En effet, Spencer regorge de moments cinématographiques et artistiques puissants, sublimes et déchirants qui rappellent ce que le réalisateur chilien avait brillamment exécuté dans Jackie en 2016 qui dépeignait le quotidien chamboulé de Jackie Kennedy (Natalie Portman) après l’assassinat de son mari.

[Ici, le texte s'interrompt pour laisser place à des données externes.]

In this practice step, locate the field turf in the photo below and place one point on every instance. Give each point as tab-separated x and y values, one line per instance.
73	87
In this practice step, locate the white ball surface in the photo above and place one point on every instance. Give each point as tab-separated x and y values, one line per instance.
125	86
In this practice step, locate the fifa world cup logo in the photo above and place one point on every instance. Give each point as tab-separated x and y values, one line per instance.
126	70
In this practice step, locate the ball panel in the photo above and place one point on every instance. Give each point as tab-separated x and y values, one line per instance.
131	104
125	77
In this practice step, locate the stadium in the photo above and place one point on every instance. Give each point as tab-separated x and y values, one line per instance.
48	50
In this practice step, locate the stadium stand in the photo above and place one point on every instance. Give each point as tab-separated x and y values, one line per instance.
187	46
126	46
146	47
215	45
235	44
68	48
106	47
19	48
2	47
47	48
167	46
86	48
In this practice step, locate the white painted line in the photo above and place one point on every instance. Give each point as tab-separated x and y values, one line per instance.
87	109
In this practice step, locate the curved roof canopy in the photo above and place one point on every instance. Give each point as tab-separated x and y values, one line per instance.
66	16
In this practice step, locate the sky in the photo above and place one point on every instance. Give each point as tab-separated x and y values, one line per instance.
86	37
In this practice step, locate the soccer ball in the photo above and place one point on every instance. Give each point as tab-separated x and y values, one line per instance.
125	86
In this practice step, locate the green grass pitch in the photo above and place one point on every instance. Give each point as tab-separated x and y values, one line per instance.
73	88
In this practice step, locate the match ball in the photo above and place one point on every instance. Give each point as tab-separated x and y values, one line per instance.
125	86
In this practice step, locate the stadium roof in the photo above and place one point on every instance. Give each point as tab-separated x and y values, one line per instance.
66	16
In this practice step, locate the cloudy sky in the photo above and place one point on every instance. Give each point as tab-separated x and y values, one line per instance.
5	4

On a qu’à citer l’excellente scène dans laquelle Diana s’imagine croquer un collier de perles pendant un souper de famille où elle étouffe sous les conventions britanniques désuètes comme les repas trop gastronomiques et les tenues chics décidées des jours à l’avance par des domestiques.

Il faut également mentionner le symbole représenté par l’épouvantail de la famille Spencer sur la terre familiale abandonnée et ce superbe montage de Diana dansant seule dans l’opulence vide de la famille royale avec des costumes emblématiques saisissants de par leur texture et leur couleur pastel.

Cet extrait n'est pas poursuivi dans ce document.